When a tumor manages to nestle itself in the brain of a living being, it has – from the tumor's perspective – done something particularly clever. It has hidden itself behind one of the most powerful barriers with which the body protects its most important organs: the blood-brain barrier, a highly selective filter that only allows certain substances to pass through. Most drugs are not among them, though. It is therefore a major challenge for biomedical research to find an effective chemotherapy for brain tumors.

In recent years, researchers have found a promising ally: nanotechnology. Materials in the nanoscale can, figuratively speaking, take on the role of postmen who deliver active ingredients to the right address. Since nanoparticles are unimaginably small – about 500 times smaller than the diameter of an average human hair – some manage to pass through the body's protective barriers without damaging them. To stick with the example of brain tumors, nanoparticles could transport chemotherapeutical drugs across the blood-brain barrier, where they can fight the brain tumor.
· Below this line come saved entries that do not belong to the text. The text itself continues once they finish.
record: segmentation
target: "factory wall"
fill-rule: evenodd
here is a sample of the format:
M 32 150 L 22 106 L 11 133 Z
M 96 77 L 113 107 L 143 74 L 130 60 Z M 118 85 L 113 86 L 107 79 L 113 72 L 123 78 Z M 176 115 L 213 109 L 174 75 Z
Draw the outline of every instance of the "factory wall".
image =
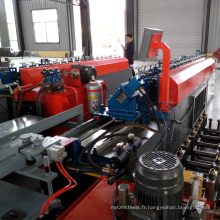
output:
M 203 18 L 204 0 L 139 0 L 138 47 L 144 27 L 158 28 L 164 31 L 162 41 L 170 46 L 172 57 L 195 55 L 202 46 Z
M 2 47 L 9 47 L 10 41 L 8 36 L 8 27 L 7 27 L 7 20 L 5 14 L 4 0 L 0 0 L 0 37 L 1 37 Z
M 60 0 L 66 2 L 65 0 Z M 26 51 L 69 51 L 69 35 L 66 4 L 47 0 L 20 0 L 21 21 Z M 57 9 L 59 43 L 35 43 L 32 10 Z M 72 22 L 73 24 L 73 22 Z M 74 37 L 74 36 L 73 36 Z M 60 56 L 60 55 L 59 55 Z
M 220 48 L 220 1 L 211 0 L 208 52 L 214 53 Z

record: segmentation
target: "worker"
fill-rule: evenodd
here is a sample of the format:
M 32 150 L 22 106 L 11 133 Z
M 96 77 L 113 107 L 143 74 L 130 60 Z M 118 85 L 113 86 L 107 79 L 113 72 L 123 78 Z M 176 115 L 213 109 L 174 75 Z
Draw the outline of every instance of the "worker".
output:
M 125 57 L 129 61 L 129 66 L 132 68 L 132 75 L 135 76 L 135 72 L 133 69 L 133 64 L 134 64 L 134 50 L 135 50 L 135 45 L 133 41 L 133 35 L 132 34 L 126 34 L 126 45 L 123 46 L 121 44 L 124 52 L 125 52 Z

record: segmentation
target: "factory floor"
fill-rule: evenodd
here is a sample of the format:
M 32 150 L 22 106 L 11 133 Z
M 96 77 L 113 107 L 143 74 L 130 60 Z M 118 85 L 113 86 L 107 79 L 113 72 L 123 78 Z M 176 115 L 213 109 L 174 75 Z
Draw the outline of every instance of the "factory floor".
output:
M 217 128 L 217 120 L 220 119 L 220 69 L 215 69 L 215 85 L 214 85 L 214 95 L 210 101 L 206 112 L 208 118 L 212 118 L 212 128 Z

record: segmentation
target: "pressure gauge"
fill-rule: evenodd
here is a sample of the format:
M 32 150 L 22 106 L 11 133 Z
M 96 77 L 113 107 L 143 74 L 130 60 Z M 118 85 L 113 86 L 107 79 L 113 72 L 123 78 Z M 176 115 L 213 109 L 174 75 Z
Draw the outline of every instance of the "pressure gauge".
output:
M 73 70 L 70 72 L 70 77 L 71 77 L 71 78 L 74 78 L 74 79 L 78 79 L 78 78 L 79 78 L 79 71 L 76 70 L 76 69 L 73 69 Z

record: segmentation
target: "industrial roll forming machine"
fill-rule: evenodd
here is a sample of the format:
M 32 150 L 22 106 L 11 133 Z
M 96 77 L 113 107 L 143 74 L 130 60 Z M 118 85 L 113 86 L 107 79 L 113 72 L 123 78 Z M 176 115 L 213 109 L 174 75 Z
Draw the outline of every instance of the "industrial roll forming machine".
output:
M 220 121 L 205 112 L 215 63 L 171 59 L 162 34 L 145 28 L 139 56 L 162 61 L 111 95 L 102 77 L 125 58 L 20 70 L 15 116 L 35 114 L 0 124 L 1 219 L 219 218 Z
M 0 70 L 0 94 L 7 96 L 8 105 L 5 108 L 9 110 L 9 119 L 25 114 L 50 117 L 83 104 L 86 121 L 92 118 L 91 113 L 98 110 L 101 103 L 105 103 L 105 99 L 120 83 L 131 77 L 126 58 L 85 61 L 75 58 L 75 62 L 61 64 L 48 62 L 41 62 L 39 66 L 32 63 L 29 67 L 22 64 L 19 72 L 16 68 Z M 91 103 L 94 97 L 87 96 L 87 91 L 92 91 L 89 89 L 92 86 L 89 84 L 92 76 L 101 84 L 103 94 L 103 100 L 94 100 L 96 102 L 93 109 L 89 108 L 88 103 Z M 116 76 L 119 79 L 114 82 Z M 108 88 L 107 83 L 111 85 Z M 94 91 L 96 93 L 96 90 Z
In search for the right nanomaterial

However, depending on the task they have to perform, nanoparticles must have very specific properties: Depending on their shape, material composition and size, they are distributed very differently in the body and accumulate in different organs. It is therefore important to find out which particles perform their task best and cause as little damage as possible. Until now, researchers have mainly used mouse models to answer these questions: They administered various types of nanomaterials to mice and then examined how these were distributed in the mouse body and what side effects they caused. However, these animal studies are not only complex, time-consuming and expensive, they also raise ethical issues. It is not without reason that Swiss animal welfare legislation requires the number of animal experiments carried out to be kept to the minimum necessary.

AI mouse with a decisive advantage

Empa researcher Jimeng Wu, a doctoral student in Empa’s «Nanomaterials in Health» and «Technology and Society» labs, has therefore developed a virtual mouse that uses AI to perform these tests in a much more time-efficient manner. Wu based this so-called physiologically based pharmacokinetic model (PBPK model) on 18 mouse studies: data from experiments conducted by various research teams on living mice. She also integrated a statistical method, Bayesian analysis with Markov chain Monte Carlo simulations, into her model.

The result is a virtual mouse that can be administered – also virtual – nanoparticles. The model then calculates their distribution in the mouse's body based on properties such as size, coating and surface charge. Compared to a traditional PBPK model, which is calibrated for a single substance at a time, Wu's AI mouse has a decisive advantage: ‘The model can adapt its parameters to the measurable properties of the respective nanoparticle,’ explains Jimeng Wu. The tool owes this ability to the multivariate linear regression model, a machine learning approach.

Contribution to Safe and Sustainable by Design

‘This AI-supported screening tool allows researchers to virtually test which type of nanoparticles are best suited for a specific task before they even manufacture these particles,’ explains Jimeng Wu. This not only saves time, but also costs, because it provides a decision-making aid before a costly clinical trial is started.

‘The model thus contributes to the concept of Safe and Sustainable by Design (SSbD),’ adds Peter Wick, who is supervising Jimeng Wu's doctoral thesis together with his colleague Bernd Nowack. This is because the virtual mouse increases the safety of new materials or therapies even before they are developed. However, he points out that the data set used to train the model is still very limited: So far, only 18 peer-reviewed papers with sufficient data quality have been found. ‘In many studies, the properties of the nanoparticles used are not described in adequate detail,’ he notes. The task now is to feed the virtual mouse with additional study data and verify it in order to further increase the reliability of the predictions. ' Our long-term goal is to shorten the process of developing nanomedicine materials all the way to their use as a drug in patients, while ideally being able to avoid animal testing‘, he emphasizes.

Adapting the model for human diseases

Jimeng Wu's future research will also focus on a so-called ‘bridge strategy’ to transfer the principle of her in silico model to human research. To this end, she plans to embed the principles of the virtual mouse in a human PBPK model. Unlike her simulated mouse, which only calculates the distribution of nanoparticles in the liver, kidneys, lungs and spleen, a human in silico model could also be used to study sensitive target organs – for example, to investigate the extent to which certain nanoparticles can cross the blood-brain barrier. Even the brain tumour mentioned at the beginning would no longer feel safe behind this barrier – nanoparticles could act as ‘postmen’ and deliver a package containing a targeted dose of chemotherapy.